Actually, not much is left to be discovered, as the facts are known to all: India’s colonial-era transporter has today 359 projects worth a whopping Rs 4.5 lakh-crore that are effectively work in progress. Of the 150-odd new line projects lying incomplete, 99 (worth Rs 60,000 crore) were sanctioned in the last 10 years. Of them, just one has been completed—as the Narendra Modi government’s first Railway minister D.V. Sadananda Gowda said in his Budget speech of July 2014.
In the last three decades, 676 rail projects had been sanctioned. Of these, 359 have remained work in progress. In the past decades, the usual practice has been to release nominal sums (approximately Rs 1 lakh each) to these projects; allowing them to bleed.
Populism Vs Magic Realism
If populism had been the governing principle of the Railways ministers of the erstwhile UPA regime (be it Mamata Banerjee or Lalu Prasad), the leitmotif of those at the helm in the current NDA rule seems to be a narrative of magic realism. If Mamata or Lalu had been interested in announcing new trains or stoppages (particularly in their home states), Goyal and his immediate predecessors seem(ed) to have been influenced by grand schemes such as the construction of international class railway stations (at Gujarat’s Gandhinagar for example). If Mamata or Lalu had wanted to use rail finances to build schools, hospitals or sporting stadiums for the “aam aadmi”, Goyal and his predecessors have concentrated on schemes such as providing free WiFi and “airline-type” toilets to rail passengers.

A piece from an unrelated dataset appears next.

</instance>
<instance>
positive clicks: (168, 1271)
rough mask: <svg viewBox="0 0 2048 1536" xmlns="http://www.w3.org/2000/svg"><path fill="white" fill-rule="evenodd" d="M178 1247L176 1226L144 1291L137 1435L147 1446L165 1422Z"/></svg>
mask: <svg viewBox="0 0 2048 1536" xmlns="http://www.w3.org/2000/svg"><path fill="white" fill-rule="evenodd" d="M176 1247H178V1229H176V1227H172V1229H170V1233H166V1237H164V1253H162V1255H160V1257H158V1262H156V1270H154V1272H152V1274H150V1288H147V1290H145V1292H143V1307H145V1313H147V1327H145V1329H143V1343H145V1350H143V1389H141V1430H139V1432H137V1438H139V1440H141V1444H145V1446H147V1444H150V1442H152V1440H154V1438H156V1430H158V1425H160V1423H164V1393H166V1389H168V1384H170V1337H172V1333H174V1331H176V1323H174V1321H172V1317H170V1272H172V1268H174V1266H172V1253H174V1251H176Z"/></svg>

If Lalu’s had been captivated by the “Garib Rath” trains, the Railways ministers of the current regime get themselves into rapturous joy from time to time on the prime minister’s signature scheme of the Mumbai-Ahmadabad bullet train. If setting up coach factories had been the overriding concern of the railways ministers of the UPA regime, the NDA ministers have concentrated on infrastructure development— particularly doubling/tripling projects on congested routes.
Reluctant Reformer
Amidst the apparent differences in the approach of the UPA and NDA regimes, some issues have remained unchanged. The MPs are no longer making rounds of the Railways minister’s office with memorandums demanding more trains or stoppages/facilities relating to their constituencies, even as the policy of populism has not altogether been shunned. In the PM’s constituency of Varanasi and nearby areas, for example, over 30 rail projects worth over Rs 10,000 crore are in progress. Varanasi is also the originating station of the luxury Mahamana Express, while the first of the superfast Tejas trains was run on the Mumbai-Goa route (represented by two Railway ministers of the present NDA regime).
Indeed, existing realities do not stand testimony to the theory of Bihar’s dominance in rail projects. Maharashtra, Uttar Pradesh, Karnataka and Andhra Pradesh have been big gainers in terms of the award of rail projects in past years. At the end of 2016-17, Maharashtra had 5,784 km of rail tracks against 3,714 km in Bihar, 5,259 km in Gujarat and 9,167 km in Uttar Pradesh. Odisha is placed among states with the lowest rail density, with 2,589 km of tracks.
In the first flush of its massive victory in 2014, the NDA government affected a 14.5 per cent hike in passenger fares; but had to roll back the fare increase for the Mumbai suburban trains following massive protests from the MPs of the Shiv Sena, an alliance partner. In the last four years, the Modi government has refrained from raising passenger fares despite falling revenues and a spiraling scale of the operating ratio (calculation of paisa spent against every rupee earned by the Railways).
Plans to set up an independent rail regulator—to fix fares on the basis of market conditions—have not materialised. The Rail Board restructuring plan remains half done. At best, Goyal is being seen as a “reluctant reformer”.